Developing Key Skills

This course is Baker’s second project with the GLAA, an international partnership of colleges and universities advancing higher education in the liberal arts tradition. Her first project, working with a colleague and his class in Greece, resulted in a published paper for the two professors. Baker was eager to scale up, and she has been pleased to see what she hoped would happen.

“I wanted my Albion students to be exposed to peers from around the globe so they could hear and learn about the issues we are discussing in class from diverse perspectives as influenced by cultural and societal norms. The experience of working in a global virtual team enables them to develop much needed skills they will use in life after Albion. That’s all been accomplished,” she says.

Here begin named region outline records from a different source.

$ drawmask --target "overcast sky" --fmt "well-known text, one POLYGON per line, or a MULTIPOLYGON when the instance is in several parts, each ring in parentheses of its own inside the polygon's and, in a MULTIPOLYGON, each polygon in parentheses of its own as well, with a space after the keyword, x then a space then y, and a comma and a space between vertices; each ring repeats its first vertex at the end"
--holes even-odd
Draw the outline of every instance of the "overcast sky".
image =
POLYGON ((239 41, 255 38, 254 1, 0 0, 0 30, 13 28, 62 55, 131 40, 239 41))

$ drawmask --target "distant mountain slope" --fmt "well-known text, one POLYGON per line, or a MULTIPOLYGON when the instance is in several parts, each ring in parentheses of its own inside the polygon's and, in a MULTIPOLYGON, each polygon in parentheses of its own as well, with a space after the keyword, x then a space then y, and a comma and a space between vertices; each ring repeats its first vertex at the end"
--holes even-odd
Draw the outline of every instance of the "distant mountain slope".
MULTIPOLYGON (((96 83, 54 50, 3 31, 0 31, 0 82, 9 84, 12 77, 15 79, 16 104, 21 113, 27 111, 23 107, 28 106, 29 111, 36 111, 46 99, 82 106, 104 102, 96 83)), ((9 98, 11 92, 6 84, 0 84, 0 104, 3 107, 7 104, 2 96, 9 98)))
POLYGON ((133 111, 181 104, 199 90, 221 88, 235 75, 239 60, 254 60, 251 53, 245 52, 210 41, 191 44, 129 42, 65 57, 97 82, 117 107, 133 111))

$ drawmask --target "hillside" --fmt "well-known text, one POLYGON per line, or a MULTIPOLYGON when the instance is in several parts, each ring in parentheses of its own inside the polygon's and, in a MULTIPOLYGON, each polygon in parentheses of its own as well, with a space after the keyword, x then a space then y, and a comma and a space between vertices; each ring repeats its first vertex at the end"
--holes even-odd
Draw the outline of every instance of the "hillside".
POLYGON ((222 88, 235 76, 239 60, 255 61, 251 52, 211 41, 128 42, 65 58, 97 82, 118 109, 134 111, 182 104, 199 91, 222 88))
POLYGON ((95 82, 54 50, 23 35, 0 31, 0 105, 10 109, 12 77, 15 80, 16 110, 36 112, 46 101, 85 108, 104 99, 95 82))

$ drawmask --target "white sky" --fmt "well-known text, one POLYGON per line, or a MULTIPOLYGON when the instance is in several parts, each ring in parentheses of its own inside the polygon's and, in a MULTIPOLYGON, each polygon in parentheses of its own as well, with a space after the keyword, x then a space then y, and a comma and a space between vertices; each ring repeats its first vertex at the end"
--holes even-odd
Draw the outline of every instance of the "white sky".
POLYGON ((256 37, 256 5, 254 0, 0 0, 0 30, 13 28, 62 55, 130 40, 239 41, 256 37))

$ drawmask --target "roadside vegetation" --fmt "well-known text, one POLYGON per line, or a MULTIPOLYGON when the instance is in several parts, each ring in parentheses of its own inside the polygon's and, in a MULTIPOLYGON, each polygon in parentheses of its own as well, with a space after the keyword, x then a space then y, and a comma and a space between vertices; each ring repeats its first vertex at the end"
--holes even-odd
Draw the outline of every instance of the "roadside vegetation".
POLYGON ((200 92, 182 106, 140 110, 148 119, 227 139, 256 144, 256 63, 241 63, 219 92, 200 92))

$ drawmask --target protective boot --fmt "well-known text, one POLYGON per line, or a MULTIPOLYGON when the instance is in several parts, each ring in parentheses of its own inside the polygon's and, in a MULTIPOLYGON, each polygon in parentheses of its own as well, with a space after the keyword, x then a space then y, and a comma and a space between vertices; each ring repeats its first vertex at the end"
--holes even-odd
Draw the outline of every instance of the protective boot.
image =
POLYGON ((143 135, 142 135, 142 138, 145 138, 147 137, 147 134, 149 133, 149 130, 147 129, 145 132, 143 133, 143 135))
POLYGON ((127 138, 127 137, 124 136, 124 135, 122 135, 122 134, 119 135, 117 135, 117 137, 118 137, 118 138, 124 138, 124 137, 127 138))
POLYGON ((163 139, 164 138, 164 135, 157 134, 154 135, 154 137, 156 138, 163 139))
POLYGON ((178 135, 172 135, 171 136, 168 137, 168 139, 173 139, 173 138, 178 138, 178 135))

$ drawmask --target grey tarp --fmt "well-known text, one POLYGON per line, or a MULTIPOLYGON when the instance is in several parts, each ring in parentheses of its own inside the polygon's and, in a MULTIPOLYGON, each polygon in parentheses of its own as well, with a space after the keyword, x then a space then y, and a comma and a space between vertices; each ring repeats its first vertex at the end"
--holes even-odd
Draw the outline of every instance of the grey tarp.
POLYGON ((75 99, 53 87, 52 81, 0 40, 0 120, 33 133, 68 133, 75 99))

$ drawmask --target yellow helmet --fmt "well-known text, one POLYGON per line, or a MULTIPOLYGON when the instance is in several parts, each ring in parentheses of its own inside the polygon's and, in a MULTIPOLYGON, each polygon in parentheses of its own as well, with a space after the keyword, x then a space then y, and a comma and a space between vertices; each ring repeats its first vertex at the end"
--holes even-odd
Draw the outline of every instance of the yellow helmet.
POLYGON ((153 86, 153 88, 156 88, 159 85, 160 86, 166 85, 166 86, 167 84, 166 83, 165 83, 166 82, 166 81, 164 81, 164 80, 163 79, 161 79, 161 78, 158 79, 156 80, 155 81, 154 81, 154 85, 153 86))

Like her students, Baker notes she is also gaining experience in working in real time with colleagues across the globe. As they design curriculum and teach together, Baker notes the four professors are identifying ways the experience can be even better for other teachers and learners.

“Liberal arts colleges are unique places, and to have the opportunity to connect with others around the globe interested in and engaged in similar spaces is a quite unique opportunity,” she says. “It’s invaluable. It allows us to bring the world to our Albion students.”